A House committee shelved a controversial amendment, introduced by Utah Republican Rep. Rob Bishop, that conservationists and the Nevada delegation said would severely undermine the integrity of the Desert National Wildlife Refuge outside of Las Vegas.
The Bishop amendment would have given the Air Force the final say over management of more than 800,000 acres of the wildlife refuge, the largest in the contiguous United States. For years, the Air Force has long sought to expand its roughly 2.9 million-acre Nevada Test and Training Range, part of which already overlaps with the wildlife refuge.
But tribal nations, the Legislature, Gov.
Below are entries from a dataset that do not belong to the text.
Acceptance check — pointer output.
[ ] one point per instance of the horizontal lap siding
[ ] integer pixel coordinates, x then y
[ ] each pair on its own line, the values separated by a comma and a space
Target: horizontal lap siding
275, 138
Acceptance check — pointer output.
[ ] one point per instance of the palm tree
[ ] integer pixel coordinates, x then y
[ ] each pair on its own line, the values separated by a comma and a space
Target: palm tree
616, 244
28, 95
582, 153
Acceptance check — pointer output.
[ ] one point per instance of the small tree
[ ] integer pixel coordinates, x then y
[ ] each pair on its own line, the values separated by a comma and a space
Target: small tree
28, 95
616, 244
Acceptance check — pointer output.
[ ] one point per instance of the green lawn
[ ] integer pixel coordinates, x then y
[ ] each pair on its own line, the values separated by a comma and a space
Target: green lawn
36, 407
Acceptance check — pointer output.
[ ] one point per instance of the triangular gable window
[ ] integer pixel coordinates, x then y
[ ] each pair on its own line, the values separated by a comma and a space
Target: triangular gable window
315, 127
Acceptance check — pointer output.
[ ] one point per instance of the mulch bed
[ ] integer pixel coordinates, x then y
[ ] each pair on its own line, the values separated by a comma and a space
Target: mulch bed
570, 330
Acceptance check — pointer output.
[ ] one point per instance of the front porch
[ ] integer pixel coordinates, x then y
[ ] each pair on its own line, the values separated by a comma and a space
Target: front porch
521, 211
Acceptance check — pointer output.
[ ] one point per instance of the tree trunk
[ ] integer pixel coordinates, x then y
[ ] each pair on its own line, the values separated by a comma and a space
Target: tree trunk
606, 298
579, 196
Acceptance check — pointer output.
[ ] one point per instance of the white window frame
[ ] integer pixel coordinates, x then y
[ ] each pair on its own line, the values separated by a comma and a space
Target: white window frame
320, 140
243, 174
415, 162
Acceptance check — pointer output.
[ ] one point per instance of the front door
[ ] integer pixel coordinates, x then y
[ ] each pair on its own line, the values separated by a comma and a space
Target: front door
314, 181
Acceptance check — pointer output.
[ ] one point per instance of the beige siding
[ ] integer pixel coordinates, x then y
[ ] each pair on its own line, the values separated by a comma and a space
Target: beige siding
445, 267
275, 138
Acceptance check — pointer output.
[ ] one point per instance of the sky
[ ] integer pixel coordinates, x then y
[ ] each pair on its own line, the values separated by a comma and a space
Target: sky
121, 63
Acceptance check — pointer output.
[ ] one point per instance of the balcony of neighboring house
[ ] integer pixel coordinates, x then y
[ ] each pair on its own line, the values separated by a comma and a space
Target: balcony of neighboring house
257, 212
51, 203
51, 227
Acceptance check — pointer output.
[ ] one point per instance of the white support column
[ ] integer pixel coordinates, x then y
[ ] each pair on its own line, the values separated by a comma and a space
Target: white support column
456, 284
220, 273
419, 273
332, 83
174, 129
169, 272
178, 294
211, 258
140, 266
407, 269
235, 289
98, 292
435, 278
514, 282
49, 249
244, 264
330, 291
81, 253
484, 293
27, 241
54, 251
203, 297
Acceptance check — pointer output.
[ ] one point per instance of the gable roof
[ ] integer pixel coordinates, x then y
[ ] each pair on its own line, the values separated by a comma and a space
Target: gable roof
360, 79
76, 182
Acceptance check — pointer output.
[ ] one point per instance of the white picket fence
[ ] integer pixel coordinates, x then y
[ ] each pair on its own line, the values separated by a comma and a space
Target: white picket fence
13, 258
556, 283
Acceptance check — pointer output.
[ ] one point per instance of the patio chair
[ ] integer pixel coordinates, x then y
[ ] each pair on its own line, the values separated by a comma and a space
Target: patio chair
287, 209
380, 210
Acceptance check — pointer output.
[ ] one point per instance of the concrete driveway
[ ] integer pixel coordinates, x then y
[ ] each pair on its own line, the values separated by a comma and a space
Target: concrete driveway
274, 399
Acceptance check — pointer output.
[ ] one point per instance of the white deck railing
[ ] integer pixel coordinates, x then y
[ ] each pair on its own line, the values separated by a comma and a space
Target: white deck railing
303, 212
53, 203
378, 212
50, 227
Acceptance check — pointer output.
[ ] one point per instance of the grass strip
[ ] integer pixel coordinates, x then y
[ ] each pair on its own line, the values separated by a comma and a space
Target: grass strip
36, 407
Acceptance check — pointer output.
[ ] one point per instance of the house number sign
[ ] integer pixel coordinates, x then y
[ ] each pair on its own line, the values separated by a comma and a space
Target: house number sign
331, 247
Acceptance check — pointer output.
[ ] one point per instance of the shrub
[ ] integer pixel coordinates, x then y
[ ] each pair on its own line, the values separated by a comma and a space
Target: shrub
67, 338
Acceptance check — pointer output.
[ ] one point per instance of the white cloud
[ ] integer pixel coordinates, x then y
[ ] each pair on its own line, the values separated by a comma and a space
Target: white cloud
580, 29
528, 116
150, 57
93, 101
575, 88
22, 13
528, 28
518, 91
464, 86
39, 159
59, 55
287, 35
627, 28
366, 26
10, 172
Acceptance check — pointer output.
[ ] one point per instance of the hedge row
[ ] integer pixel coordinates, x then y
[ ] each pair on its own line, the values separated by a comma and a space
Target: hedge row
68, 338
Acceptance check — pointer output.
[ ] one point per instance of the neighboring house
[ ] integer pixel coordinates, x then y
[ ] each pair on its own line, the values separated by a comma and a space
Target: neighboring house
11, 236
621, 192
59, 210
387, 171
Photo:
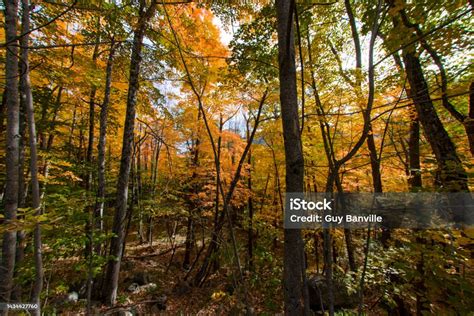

Steve Sisolak’s administration, conservation groups and hunting groups pushed back on the military’s proposal and questioned whether it was necessary, given the large amount of land that the training range already uses.
Because the wildlife refuge and the Air Force range operate on federal public land, Congress ultimately plays the deciding role in determining how the land is managed.
The Bishop amendment, introduced without the knowledge of the Nevada delegation and attached to an important defense authorization bill, would have put the Air Force in charge of the areas where the Air Force training range and the wildlife refuge overlap. The U.S. Fish and Wildlife Service has jurisdiction over the refuge, created to protect Bighorn sheep.
Nevada Rep. Steven Horsford said that if the Bishop amendment were to succeed, it would represent the “biggest loss of refuge in U.S. history.”
Earlier this week, Horsford led House Democrats in the Nevada delegation in an effort to strike the Bishop amendment from the defense authorization.
On Friday, a House committee approved Horsford’s language, striking Bishop’s controversial amendment and removing it from the defense authorization bill.
“We have beaten back the Bishop amendment and the Air Force's sneak maneuver,” Patrick Donnelly, Nevada state director at the Center for Biological Diversity, said in a statement. “This is the result of a massive organizing effort, mobilizing tens of thousands of people across the country, and the years of coalition building that we've done.”
The bill, however, could still change moving forward. After the legislation moves to the House floor, members of Congress will be tasked to reconcile differences in the House and Senate versions of the bill. During that time, members of Congress could re-introduce elements of the Air Force’s proposed expansion.